This one is for all my Northern Hemisphere friends. This last week the freezing fog has hardly lifted and the temperature has barely risen above 5*C. It’s days like these when I most crave my mother’s home cooking and go in search of veganising some of the memorable meals of my childhood. When it comes to comfort food there’s really only one option, “Winter (Stew) is Coming.” So whip out your Valyrian steel, cut your veggies down to size and enjoy a steaming hot bowl of brown.
I purposely haven’t cooked many stews since turning vegan. Most of the recipes I’m familiar with are very meat heavy and as yet I’ve found nothing plant-based to entirely satisfy the overall texture and flavours I want to achieve.
I’m very aware of how much my taste buds have altered in the last two years. This is mainly what encouraged me to stop focusing on all that would be lacking in a vegan stew and embrace its hearty goodness. As a warming, thick, vegetable rich stew this one ticks all the boxes. Would it fool my mother into thinking it was her recipe, no way, never. Will it see me satisfied through a cold Winters night, you’d better believe it.
If you can’t see the printable recipe card below go to the original post for the full recipe.
Ritual: Slow Cooked
Character: Warm and Comforting
Essence: Northern Winter
Free from: Nuts
- White potatoes - 800g - Diced
- Swede - 600g - Diced
- Carrots - 400g - Diced
- Red onions - 400g - Diced
- White mushrooms - 200g - Diced
- Pearl Barley - 300g - Soaked for approx 1 hour
- 4 Garlic Cloves - Crushed
- 2 Vegetable stock cubes
- 4 Tbsp Vegetable gravy granules
- 1 Tbsp Mushroom ketchup
- 1 Tbsp Steak or BBQ sauce
- 1 tsp Garam Masala powder
- 1/2 tsp Smoked Paprika
- Generous dash of salt and pepper
- Hot vegetable stock or hot water - Approx 4 litres
Cover the pearl barley in cold water and set aside until needed.
In a deep stew pot on high heat place a good pinch of salt, the swede and carrots in enough hot stock to cover them fully, approx 2.5 litres.
Once the pot has come to a full rolling boil, turn the heat down to medium and allow to simmer for 30 minutes. Check the pot frequently, stirring to ensure nothing is sticking to the base and adding more hot stock as necessary to keep the vegetables covered.

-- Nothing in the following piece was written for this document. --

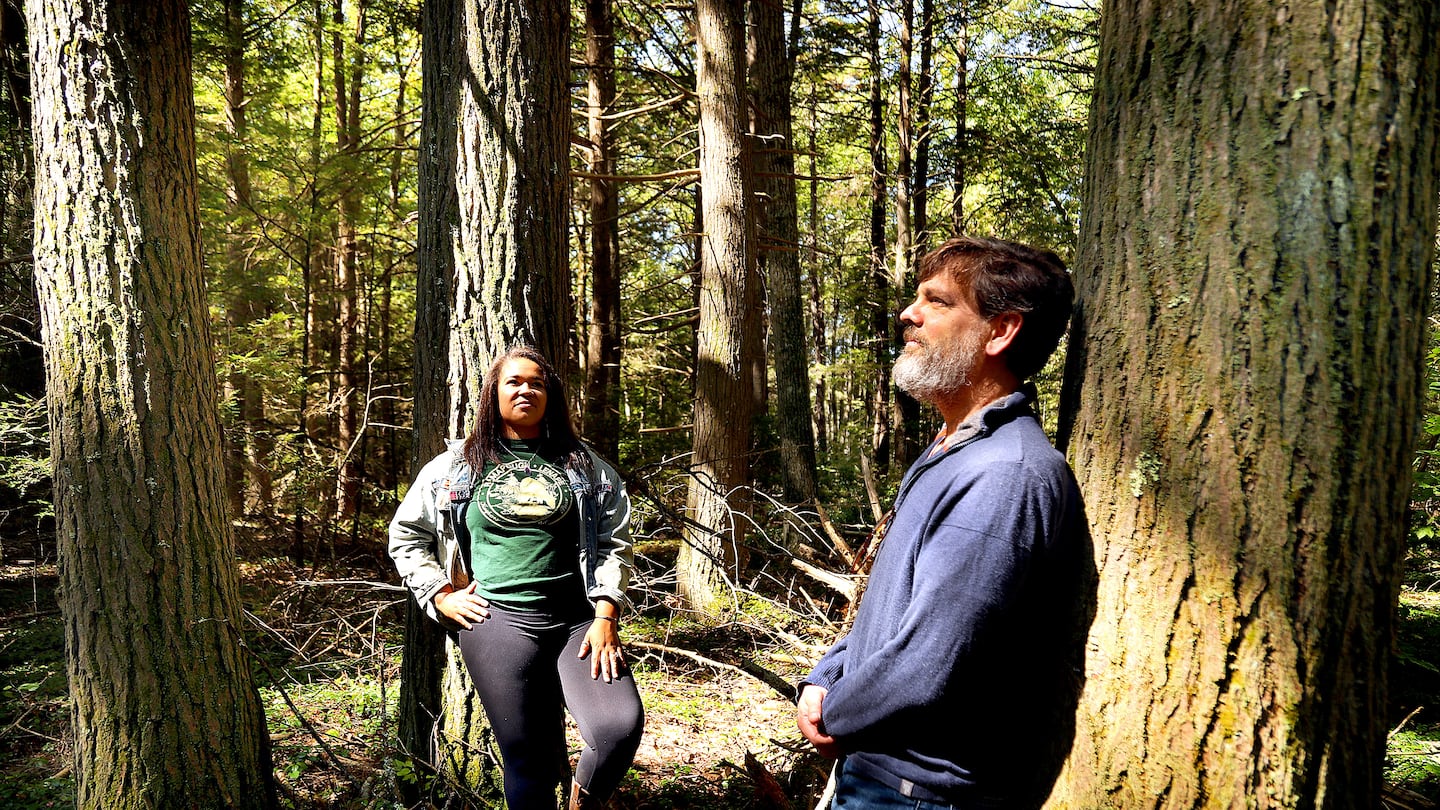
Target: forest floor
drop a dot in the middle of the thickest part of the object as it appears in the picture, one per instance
(329, 668)
(714, 738)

After 30 minutes add the potatoes and allow to fast simmer for another 15 minutes.
After 15 minutes add the onions, garlic and stock cubes. Strain and rinse the pearl barley and add it before turning the heat to a slow simmer. Stir frequently for 15 minutes and top up with stock or hot water as necessary.
Add the mushrooms, garam masala powder and smoked paprika. Cook on a slow simmer for another 15 minutes.

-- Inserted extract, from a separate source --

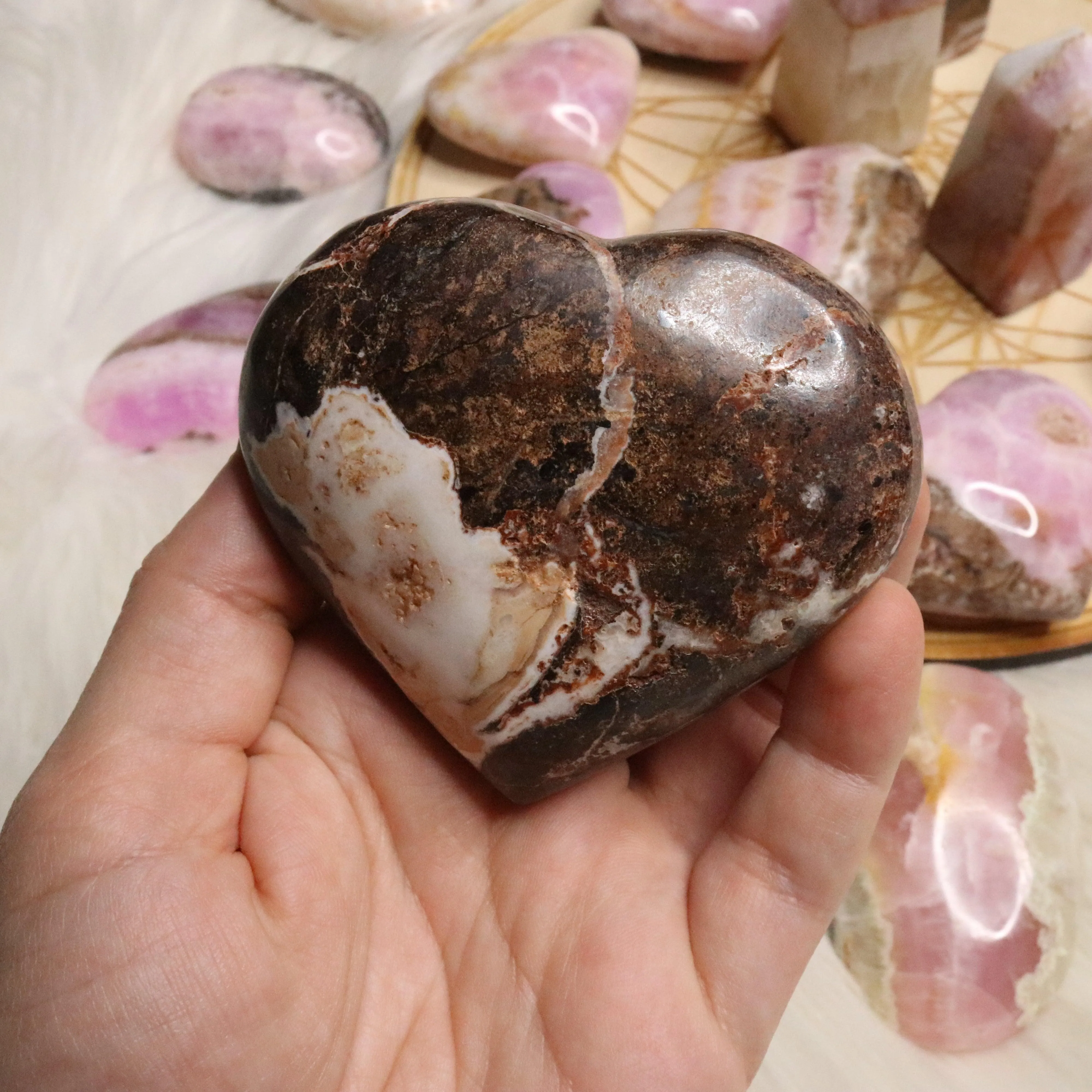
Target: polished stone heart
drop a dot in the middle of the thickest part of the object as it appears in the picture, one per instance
(573, 494)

Check the vegetables are cooked through and that the pearl barley is softened to your liking. It should be slightly chewy but not crunchy. By this stage the stew should be nicely thickened. Continue to cook as necessary until done. Stir and check every 5 minutes to ensure it doesn't overcook.
Once its ready turn off the heat and thoroughly stir through the mushroom ketchup, steak sauce, gravy granules and a generous pinch of salt and pepper.
This stew is much better if allowed to sit for a while and reheated before serving.
Serve with kale and hot fresh crusty bread.
I hope you enjoy it. Valar Dohaeris.